Aktualisiert 12.12.2006 22:16

DNA-Spur führt zu Verhaftung im Mordfall Agnes Brügger

Vier Jahre nach dem Mord an einer 92-jährigen Luzernerin führte eine DNA-Spur zum mutmasslichen Täter. Er wurde in Deutschland verhaftet.
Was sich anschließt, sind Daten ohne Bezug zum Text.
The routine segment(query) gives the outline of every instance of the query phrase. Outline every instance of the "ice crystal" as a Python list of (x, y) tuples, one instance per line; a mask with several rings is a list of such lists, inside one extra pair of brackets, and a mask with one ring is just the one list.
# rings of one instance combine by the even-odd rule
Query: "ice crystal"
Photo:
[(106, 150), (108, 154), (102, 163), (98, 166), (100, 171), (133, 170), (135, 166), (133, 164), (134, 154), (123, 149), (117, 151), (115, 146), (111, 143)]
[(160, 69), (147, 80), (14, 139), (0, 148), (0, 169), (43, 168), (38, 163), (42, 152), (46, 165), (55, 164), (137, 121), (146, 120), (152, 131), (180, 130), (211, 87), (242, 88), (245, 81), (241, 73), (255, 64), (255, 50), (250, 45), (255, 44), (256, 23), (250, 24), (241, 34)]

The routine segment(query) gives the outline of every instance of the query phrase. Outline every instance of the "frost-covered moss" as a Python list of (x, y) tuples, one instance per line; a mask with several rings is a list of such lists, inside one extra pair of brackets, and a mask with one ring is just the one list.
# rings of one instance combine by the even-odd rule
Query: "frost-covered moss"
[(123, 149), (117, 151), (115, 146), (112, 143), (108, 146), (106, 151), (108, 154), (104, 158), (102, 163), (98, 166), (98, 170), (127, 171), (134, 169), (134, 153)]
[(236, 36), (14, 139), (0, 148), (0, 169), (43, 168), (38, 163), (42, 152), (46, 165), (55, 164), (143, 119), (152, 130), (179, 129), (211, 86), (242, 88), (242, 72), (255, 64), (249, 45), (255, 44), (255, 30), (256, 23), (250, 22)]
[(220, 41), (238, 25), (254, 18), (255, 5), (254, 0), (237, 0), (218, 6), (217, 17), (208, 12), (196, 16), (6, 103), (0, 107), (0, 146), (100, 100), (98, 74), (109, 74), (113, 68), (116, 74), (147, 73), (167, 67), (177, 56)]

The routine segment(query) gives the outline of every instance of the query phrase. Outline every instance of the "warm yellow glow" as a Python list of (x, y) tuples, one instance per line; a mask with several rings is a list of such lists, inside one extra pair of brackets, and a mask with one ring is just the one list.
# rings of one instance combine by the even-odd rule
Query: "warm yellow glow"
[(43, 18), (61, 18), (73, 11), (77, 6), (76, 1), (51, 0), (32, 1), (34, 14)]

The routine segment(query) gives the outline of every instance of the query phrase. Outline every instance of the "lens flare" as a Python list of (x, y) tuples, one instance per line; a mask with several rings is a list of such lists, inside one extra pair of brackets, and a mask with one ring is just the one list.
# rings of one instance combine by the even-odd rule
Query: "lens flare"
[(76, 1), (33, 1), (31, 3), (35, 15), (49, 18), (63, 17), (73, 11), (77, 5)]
Die 92-jährige Schweizerin Agnes Brügger sei am Stock gegangen, immer freundlich gewesen und habe «weiss Gott niemandem etwas zu Leide getan», schildert ihr Nachbar André Bügler das Mordopfer. Am 23.Oktober 2002 klingelte es an der Haustür und ein «Vertretertyp» wollte zu Frau Brügger, erinnert sich eine Nachbarin, die dem Mann begegnet war. Zwei Stunden später wurde die betagte Frau tot mit einem Plastiksack über dem Kopf aufgefunden.

Vier Jahre nach der Tat wurde der mutmassliche Mörder, ein 57-jähriger Mann tschechisch-deutscher Abstammung, im bayrischen Piding gefasst – aufgrund einer DNA-Spur.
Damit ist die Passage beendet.